In the barn I’ve discovered that hay and straw can do the same job. Like snow it dispels any chaos, modelling all it scatters over into pleasingly uniform curves – though the health and safety implications for children’s parties have been quite scary. DON’T jump on that nice-looking hay. It’s not actually nice.

But this event calls for a total clear out and, like stones keep coming out of the earth no matter how many times we clear them, junk keeps on emerging from the barn – delivering layers of history like a small, domestic archeological dig. In amongst the wood, scrap and straw there are signs of long-gone teenagers, a warped damp darts board and a bent CND badge. Beneath that there are ancient livestock medicines (that must NOT find their way into Drama Queen Eldest’s Harry Potter potion-making kit) and beautifully fine but rust-crumbling old tools. And under it all, at ground level, metre upon metre of baling twine that pulls endlessly out of the soil like bindweed roots.

The brink of marriage has me reflecting on what I love about Foodie. And what is infuriating. He has a kitchen style that is best described as medieval. Even in a city terrace he could make the room gothicly messy but in an old farmhouse he can go the whole way. He is captivated by the epic, lumpy flagstones – inspite of the maddening gaps that seem able to collect even more of the kids’ food droppings than the car. Part of me thinks lino would be just GREAT. But I know it would have to go over his dead body, and then there would be another awkward lump to contend with… I also distract myself when sweeping the impossible raw floor by imagining I’m snorkelling over an exotic stone sea bed, and looking out for flashes of neon fish, rather than stray bits of bread stick and carrot.

But out of that cave of a kitchen come delicious and beautiful offerings, transient treasures like a large pot of blackcurrant jam that he makes late on Sunday night and leaves out for me to find the next morning. It distills a sunny afternoon of Groovy Youngest’s picking efforts to capture the last of the bushes’ bounty before the birds. It’s the taste of his fourth summer. Cooking as the alchemy of love.

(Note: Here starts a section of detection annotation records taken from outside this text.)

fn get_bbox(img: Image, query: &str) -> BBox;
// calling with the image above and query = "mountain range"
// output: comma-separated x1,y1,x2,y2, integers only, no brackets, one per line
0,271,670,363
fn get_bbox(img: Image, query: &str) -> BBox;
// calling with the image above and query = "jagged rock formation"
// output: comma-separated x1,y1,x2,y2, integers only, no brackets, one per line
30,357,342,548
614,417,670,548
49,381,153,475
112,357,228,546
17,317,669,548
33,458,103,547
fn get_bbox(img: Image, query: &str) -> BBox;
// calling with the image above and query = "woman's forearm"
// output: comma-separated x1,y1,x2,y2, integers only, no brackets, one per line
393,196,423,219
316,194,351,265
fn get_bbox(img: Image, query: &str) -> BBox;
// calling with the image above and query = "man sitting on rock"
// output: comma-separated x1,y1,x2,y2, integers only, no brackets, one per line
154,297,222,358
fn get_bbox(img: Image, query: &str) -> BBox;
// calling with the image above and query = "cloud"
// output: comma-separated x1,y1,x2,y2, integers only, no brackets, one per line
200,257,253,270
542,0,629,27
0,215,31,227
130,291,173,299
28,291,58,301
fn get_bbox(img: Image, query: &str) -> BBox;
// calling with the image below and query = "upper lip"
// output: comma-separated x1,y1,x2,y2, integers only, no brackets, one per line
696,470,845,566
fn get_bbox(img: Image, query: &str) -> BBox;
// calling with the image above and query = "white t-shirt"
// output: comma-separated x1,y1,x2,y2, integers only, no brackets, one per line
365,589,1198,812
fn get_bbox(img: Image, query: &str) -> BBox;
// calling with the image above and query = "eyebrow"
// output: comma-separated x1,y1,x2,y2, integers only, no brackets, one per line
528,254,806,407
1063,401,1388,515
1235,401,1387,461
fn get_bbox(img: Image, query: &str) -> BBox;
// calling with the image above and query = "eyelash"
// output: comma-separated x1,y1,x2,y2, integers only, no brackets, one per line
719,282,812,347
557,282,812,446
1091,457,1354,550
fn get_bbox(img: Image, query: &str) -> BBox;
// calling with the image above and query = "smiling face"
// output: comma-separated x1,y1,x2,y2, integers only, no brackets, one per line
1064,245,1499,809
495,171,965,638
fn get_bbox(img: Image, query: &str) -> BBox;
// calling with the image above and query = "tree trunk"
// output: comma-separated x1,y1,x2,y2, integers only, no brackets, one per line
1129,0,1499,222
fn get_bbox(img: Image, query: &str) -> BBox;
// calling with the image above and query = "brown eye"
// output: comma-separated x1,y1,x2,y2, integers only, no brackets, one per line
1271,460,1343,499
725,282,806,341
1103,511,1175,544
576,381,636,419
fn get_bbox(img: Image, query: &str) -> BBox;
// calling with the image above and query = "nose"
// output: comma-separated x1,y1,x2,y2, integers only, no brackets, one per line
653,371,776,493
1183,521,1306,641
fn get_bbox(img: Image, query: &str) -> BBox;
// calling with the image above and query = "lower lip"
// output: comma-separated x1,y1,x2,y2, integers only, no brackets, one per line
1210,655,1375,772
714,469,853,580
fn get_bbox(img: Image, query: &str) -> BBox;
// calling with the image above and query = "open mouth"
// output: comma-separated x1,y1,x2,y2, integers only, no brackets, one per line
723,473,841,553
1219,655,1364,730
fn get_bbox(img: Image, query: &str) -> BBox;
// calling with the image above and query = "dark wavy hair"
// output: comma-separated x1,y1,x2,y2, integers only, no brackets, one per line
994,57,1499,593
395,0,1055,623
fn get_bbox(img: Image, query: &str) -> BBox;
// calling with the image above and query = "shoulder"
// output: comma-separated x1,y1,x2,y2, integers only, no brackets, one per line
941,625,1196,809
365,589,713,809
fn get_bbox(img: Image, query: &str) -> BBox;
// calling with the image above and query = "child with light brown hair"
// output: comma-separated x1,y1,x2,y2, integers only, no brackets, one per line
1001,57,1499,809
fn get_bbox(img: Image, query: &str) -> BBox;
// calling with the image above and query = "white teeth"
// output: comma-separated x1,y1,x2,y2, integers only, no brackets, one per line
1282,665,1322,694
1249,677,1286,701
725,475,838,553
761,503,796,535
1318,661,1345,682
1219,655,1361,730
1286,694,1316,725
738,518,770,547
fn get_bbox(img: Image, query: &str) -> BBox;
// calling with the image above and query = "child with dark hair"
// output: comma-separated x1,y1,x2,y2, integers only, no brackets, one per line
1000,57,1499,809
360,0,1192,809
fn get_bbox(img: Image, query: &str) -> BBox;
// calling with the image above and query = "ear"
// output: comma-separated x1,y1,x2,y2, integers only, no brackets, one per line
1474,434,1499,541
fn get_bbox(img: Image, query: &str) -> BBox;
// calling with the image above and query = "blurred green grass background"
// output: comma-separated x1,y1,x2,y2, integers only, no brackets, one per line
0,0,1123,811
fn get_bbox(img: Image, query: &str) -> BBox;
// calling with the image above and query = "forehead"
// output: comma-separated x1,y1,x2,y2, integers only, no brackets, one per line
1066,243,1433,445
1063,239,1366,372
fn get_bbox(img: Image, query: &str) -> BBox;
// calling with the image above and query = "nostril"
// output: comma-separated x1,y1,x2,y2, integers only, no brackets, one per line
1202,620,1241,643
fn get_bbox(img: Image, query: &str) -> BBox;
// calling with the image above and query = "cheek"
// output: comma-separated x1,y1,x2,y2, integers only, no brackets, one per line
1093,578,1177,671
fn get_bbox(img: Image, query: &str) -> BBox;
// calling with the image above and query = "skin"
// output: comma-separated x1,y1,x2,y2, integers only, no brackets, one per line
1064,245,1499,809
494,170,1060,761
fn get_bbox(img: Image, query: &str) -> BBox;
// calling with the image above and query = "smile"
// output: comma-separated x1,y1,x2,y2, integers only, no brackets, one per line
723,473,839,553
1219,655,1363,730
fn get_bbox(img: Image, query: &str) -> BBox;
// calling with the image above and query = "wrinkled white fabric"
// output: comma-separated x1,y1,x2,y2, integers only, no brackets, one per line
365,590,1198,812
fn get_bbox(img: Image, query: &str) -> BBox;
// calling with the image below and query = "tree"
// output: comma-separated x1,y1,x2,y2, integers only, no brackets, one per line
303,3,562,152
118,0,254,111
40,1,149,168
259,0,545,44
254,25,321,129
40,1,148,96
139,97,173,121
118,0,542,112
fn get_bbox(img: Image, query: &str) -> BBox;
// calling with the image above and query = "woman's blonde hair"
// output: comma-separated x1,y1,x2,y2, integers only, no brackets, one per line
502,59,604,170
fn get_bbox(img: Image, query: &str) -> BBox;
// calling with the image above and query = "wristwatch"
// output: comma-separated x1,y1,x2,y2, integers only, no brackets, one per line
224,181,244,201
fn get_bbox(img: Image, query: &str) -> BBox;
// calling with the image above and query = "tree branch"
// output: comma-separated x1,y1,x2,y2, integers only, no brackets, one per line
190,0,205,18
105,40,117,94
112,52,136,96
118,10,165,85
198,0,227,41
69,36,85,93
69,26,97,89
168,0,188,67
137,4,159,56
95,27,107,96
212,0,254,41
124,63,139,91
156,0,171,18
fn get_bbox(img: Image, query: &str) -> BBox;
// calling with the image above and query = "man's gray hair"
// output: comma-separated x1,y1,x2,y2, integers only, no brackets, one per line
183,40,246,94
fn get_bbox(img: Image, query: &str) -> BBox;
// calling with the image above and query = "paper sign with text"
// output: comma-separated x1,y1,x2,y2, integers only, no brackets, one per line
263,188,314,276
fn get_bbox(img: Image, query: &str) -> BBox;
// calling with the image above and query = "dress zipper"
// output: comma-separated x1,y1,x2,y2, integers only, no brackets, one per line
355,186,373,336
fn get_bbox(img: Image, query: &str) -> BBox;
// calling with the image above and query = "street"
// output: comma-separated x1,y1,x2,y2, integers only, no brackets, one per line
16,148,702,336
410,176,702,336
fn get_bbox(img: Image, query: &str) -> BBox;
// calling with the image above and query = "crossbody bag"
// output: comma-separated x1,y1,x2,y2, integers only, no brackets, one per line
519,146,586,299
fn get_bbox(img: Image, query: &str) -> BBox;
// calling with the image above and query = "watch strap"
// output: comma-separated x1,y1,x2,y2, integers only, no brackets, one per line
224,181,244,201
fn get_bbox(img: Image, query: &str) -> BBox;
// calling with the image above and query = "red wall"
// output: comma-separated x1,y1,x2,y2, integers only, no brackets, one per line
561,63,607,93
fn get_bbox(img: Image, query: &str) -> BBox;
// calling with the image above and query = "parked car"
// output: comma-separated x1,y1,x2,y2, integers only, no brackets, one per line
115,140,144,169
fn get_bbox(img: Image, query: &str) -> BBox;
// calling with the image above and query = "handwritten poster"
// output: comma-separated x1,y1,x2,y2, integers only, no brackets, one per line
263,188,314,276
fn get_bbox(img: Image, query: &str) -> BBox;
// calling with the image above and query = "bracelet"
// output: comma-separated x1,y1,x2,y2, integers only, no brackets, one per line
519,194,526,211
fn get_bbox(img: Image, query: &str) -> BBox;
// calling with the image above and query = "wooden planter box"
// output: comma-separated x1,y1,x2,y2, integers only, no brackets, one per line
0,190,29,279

When Foodie’s not in and out of the beloved and burgeoning polytunnel – emerging with courgettes that are growing as fast as long party balloons and posies of tissue-papery sweet peas – he’s clucking round the two youngest chicks of the summer’s clutch. They had the bad luck to have their eggs stuck under the nervy powder-grey fluff ball who’s not taking to motherhood. He notices that the smaller of the two is listless and has got a lump of pooh stuck on its bottom. He carefully takes out this sad scrap, gets a tap dripping warm water to wash it then asks me to dig out the last of our babies’ Sudocrem and some Vaseline. In the midst of this I remember that a chicken’s bum is referred to as its vent (it’s what?!) and try not to think about whether that’s where the phrase ‘to vent one’s spleen’ comes from. I don’t think the kids’ medicine cupboard will cover that one.

Having cleaned it up and dotted on the creams he holds it in his hand and says it’s dying. It has stopped moving, making any sound and its eyes are slowly closing. It’s shorter than his thumb and the embodiment of hopelessness. I feel resigned but he wants to keep trying….OK, back up to the bathroom for a hotwater bottle and the plastic medicine syringe that we used for the children when they were tiny. He wraps the chick in a napkin off the table from lunch and puts it inside the cover of the not too hot bottle. You can see it reviving, eyes opening again as he gets some drops of sugar water into its minute beak. There is faint cheeping and it looks like Helpful Middle won’t be digging another tiny, stone-decorated grave.

It’s still rather miraculously alive the next morning when Foodie is away to work on the early train. He leaves me with our last pot of Sudocrem and the mixed feelings that this really is back of beyond the call of duty – and it’s also good to be getting hitched to someone willing to work out how to bring chicks back to life.